People turned to the Web to learn why NFL athlete Pat Tillman left a promising career with the Arizona Cardinals to enlist in the Army in 2002. The controversy surrounding his 2004 death from friendly fire in the mountains of Afghanistan had people looking for more information about Silver Stars, then-Lt. Gen. Stanley McChrystal and the U.S. Army Rangers.
– Sarah Parsons
Another soldier who grabbed our attention did so by rushing to defend his post in little more than a pair of pink boxers and a T-shift. Defense Secretary Robert Gates said, “Any soldier who goes into battle against the Taliban in pink boxers and flip-flops has a special kind of courage.”

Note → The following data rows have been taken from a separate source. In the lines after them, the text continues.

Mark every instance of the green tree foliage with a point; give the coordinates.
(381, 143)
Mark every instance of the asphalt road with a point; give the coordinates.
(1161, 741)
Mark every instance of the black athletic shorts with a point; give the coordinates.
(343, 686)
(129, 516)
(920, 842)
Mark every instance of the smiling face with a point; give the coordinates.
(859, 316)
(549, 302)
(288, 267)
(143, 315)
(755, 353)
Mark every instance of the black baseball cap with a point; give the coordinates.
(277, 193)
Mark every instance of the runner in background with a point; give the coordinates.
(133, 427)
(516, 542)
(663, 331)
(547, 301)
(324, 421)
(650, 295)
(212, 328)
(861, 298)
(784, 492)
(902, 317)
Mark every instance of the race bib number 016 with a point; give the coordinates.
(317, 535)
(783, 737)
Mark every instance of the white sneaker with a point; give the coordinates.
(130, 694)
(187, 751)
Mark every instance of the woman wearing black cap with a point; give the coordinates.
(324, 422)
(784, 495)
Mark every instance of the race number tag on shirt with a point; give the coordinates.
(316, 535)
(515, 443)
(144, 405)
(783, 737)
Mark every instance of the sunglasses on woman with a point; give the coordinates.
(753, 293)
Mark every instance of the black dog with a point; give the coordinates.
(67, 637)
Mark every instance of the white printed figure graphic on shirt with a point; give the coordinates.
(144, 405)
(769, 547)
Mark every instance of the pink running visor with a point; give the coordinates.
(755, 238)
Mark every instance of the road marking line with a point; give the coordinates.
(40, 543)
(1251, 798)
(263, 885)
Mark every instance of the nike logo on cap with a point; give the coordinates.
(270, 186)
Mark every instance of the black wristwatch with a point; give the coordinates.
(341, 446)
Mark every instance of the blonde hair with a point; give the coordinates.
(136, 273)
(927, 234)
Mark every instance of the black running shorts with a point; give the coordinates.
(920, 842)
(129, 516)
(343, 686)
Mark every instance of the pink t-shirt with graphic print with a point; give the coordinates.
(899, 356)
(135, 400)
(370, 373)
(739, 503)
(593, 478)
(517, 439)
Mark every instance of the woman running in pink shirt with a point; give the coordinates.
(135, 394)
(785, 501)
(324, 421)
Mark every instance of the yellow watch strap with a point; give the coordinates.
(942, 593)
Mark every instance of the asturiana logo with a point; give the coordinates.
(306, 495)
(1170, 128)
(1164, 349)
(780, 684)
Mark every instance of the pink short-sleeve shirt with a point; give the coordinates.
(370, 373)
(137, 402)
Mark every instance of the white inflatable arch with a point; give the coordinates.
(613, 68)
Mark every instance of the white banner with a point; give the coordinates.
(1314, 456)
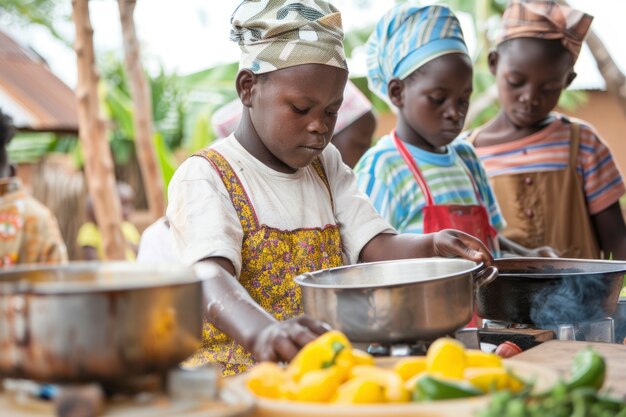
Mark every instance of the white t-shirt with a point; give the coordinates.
(156, 244)
(204, 222)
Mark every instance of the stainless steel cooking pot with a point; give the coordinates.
(395, 301)
(97, 321)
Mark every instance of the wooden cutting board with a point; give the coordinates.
(558, 354)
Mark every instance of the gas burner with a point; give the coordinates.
(602, 330)
(468, 336)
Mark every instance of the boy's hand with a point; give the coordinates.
(450, 242)
(282, 340)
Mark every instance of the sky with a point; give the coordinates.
(191, 35)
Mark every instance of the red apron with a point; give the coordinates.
(471, 219)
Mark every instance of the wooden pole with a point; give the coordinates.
(142, 116)
(93, 138)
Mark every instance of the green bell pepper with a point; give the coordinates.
(588, 370)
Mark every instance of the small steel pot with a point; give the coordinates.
(552, 291)
(86, 322)
(395, 301)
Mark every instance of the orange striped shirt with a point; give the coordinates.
(548, 150)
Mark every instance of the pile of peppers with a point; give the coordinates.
(577, 396)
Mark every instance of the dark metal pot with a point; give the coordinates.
(395, 301)
(97, 321)
(552, 291)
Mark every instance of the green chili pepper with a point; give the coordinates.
(588, 370)
(431, 388)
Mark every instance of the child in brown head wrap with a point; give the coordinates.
(555, 178)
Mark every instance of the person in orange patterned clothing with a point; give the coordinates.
(274, 200)
(28, 230)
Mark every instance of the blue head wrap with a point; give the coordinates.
(407, 37)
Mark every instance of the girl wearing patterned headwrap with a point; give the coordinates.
(353, 131)
(554, 177)
(273, 199)
(419, 177)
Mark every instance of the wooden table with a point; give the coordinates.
(558, 355)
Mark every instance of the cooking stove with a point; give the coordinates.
(601, 330)
(470, 337)
(494, 333)
(179, 392)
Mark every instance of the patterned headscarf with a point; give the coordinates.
(275, 34)
(225, 120)
(407, 37)
(545, 19)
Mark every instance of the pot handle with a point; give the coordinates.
(485, 276)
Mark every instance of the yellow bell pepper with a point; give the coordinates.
(392, 383)
(446, 357)
(409, 367)
(477, 359)
(488, 379)
(362, 358)
(360, 390)
(330, 349)
(268, 380)
(318, 386)
(410, 383)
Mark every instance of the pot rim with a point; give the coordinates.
(620, 267)
(178, 275)
(304, 279)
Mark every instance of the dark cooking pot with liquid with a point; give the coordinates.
(551, 291)
(90, 321)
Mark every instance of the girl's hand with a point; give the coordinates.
(282, 340)
(450, 242)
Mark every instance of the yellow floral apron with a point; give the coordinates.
(271, 258)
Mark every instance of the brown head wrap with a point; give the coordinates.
(545, 19)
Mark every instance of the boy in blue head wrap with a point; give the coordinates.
(420, 177)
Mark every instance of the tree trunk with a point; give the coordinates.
(142, 115)
(613, 77)
(93, 138)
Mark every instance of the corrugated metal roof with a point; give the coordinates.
(43, 102)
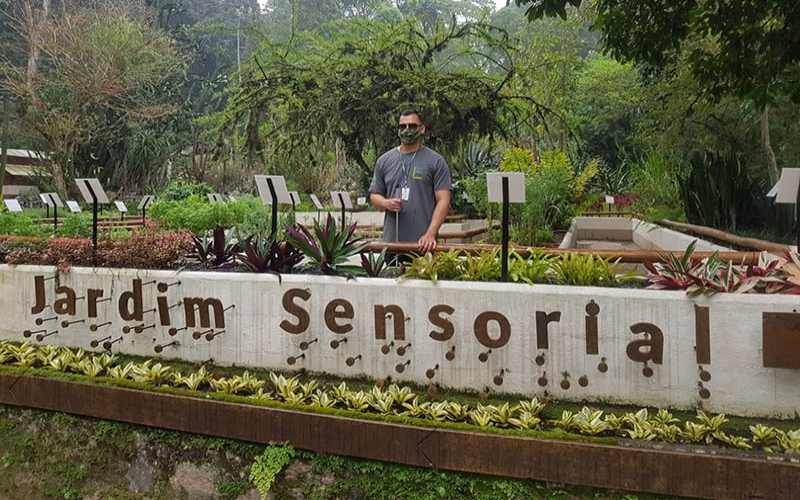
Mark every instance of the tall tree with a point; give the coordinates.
(349, 87)
(99, 68)
(750, 48)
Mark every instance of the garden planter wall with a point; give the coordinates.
(728, 353)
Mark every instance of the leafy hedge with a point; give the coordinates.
(396, 401)
(146, 248)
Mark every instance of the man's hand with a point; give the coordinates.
(393, 204)
(427, 243)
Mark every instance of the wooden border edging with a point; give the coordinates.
(733, 239)
(615, 467)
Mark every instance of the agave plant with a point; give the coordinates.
(328, 248)
(156, 374)
(193, 381)
(266, 255)
(218, 250)
(373, 263)
(225, 385)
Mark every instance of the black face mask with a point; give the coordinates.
(408, 136)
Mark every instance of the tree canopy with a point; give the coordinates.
(751, 47)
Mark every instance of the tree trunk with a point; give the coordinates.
(769, 154)
(36, 23)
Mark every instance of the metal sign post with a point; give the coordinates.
(505, 188)
(93, 193)
(272, 190)
(341, 199)
(144, 204)
(295, 196)
(789, 192)
(121, 208)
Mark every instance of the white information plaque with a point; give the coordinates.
(516, 186)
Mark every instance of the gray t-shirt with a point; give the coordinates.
(424, 172)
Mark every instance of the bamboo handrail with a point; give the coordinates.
(626, 256)
(726, 237)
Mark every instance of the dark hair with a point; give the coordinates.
(413, 112)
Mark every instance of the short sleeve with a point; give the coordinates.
(378, 184)
(441, 176)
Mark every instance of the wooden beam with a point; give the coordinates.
(626, 256)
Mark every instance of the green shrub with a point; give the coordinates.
(76, 226)
(177, 191)
(16, 224)
(146, 249)
(198, 215)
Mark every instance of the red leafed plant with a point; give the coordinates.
(146, 249)
(711, 275)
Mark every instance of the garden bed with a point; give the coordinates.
(642, 347)
(700, 475)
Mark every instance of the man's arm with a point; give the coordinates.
(383, 203)
(428, 240)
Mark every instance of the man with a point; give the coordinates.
(412, 184)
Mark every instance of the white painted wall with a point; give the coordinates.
(645, 235)
(253, 336)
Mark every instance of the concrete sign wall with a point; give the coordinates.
(728, 353)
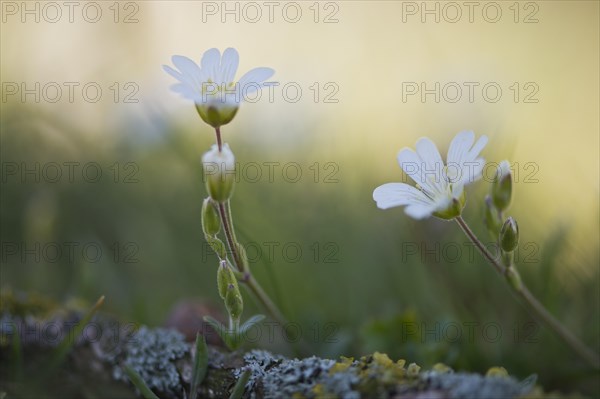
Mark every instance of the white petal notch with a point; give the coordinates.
(440, 187)
(212, 85)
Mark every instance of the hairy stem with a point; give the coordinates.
(218, 134)
(225, 213)
(533, 305)
(252, 284)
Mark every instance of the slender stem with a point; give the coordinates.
(486, 254)
(260, 294)
(533, 304)
(248, 279)
(251, 283)
(218, 133)
(225, 213)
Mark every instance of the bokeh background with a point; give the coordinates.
(365, 279)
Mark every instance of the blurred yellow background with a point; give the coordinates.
(364, 59)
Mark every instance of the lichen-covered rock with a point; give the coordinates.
(164, 359)
(152, 354)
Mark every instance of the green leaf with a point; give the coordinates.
(251, 322)
(222, 331)
(240, 385)
(139, 383)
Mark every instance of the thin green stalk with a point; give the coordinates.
(249, 281)
(534, 305)
(225, 213)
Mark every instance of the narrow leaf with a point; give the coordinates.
(139, 383)
(200, 365)
(240, 385)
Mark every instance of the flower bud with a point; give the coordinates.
(509, 235)
(234, 302)
(217, 113)
(211, 223)
(492, 219)
(225, 278)
(502, 187)
(216, 245)
(219, 172)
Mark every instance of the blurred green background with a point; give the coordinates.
(366, 279)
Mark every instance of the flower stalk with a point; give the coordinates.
(533, 305)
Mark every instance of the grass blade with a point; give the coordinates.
(200, 365)
(139, 383)
(240, 385)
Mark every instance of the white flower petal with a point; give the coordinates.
(459, 147)
(433, 166)
(397, 194)
(229, 64)
(186, 66)
(254, 77)
(419, 211)
(210, 63)
(411, 164)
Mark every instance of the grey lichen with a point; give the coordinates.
(475, 386)
(152, 354)
(275, 377)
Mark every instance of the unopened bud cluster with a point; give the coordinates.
(504, 231)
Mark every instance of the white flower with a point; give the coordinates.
(212, 85)
(439, 189)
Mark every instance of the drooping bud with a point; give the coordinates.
(219, 172)
(509, 235)
(502, 187)
(225, 278)
(211, 223)
(492, 219)
(234, 302)
(217, 246)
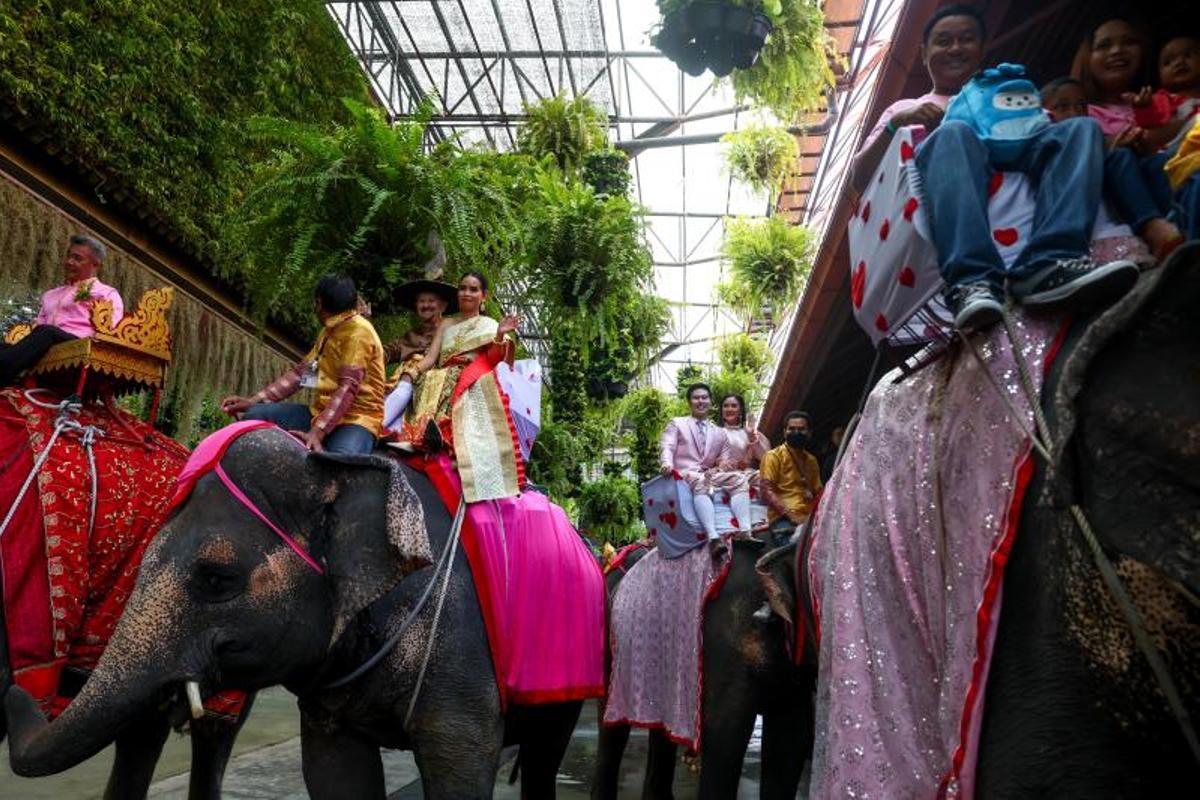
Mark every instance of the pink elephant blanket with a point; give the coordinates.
(540, 589)
(909, 553)
(657, 637)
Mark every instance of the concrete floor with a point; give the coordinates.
(267, 765)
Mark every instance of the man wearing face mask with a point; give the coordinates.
(790, 475)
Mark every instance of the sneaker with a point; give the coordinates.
(1078, 282)
(976, 306)
(432, 439)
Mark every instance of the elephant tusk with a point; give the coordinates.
(193, 698)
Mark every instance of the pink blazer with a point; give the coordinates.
(679, 445)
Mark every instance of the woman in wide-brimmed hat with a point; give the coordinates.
(430, 300)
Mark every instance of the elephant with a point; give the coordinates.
(139, 743)
(1071, 707)
(223, 601)
(748, 672)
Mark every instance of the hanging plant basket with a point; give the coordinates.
(715, 36)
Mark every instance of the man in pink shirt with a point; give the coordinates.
(66, 310)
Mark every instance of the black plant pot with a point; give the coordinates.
(707, 19)
(750, 41)
(693, 59)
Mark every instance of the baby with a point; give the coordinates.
(1165, 113)
(1126, 185)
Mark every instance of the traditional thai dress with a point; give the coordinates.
(465, 400)
(733, 470)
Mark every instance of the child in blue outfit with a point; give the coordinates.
(1063, 162)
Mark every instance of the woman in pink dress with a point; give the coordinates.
(736, 467)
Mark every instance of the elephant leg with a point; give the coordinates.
(726, 734)
(610, 750)
(786, 746)
(211, 745)
(659, 768)
(340, 764)
(137, 751)
(543, 751)
(459, 757)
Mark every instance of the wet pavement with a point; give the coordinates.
(267, 765)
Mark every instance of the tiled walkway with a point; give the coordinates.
(267, 765)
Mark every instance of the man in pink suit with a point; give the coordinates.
(66, 310)
(690, 446)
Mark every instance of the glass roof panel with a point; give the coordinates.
(485, 59)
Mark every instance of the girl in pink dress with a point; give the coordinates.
(1111, 64)
(735, 469)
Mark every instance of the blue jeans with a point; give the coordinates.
(1063, 162)
(1187, 208)
(295, 416)
(1129, 185)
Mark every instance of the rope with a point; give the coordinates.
(437, 613)
(390, 642)
(63, 422)
(1104, 565)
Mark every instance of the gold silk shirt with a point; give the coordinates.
(795, 487)
(349, 341)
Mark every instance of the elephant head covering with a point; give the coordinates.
(207, 458)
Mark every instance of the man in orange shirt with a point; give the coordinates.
(790, 475)
(345, 370)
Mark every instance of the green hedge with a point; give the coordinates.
(153, 94)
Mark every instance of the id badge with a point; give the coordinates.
(309, 379)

Remember the millennium bug? We entered this decade worried about the end of the world, and we’re leaving it the same way. In 1999, computer programmers scrambled to update systems while Henny-Pennys the world over said we were doomed. The result? We were fine, but searches have remained peppered with a little fear.
The Doomsday Clock, which was created in 1947 and represents mankind’s “minutes to midnight” (that is, our ultimate demise), was reset to 11:55pm on January 17, 2007, just five minutes away from the end. And just as we see the end of 2009 approaching, the movie “2012″ premieres, sparking searches for everything from Mayan calendar end-dates to aliens to Nostradamus. So if you’ve been looking for a reason to dig a backyard well or stock-pile your own personal Costco, this prophecy’s for you.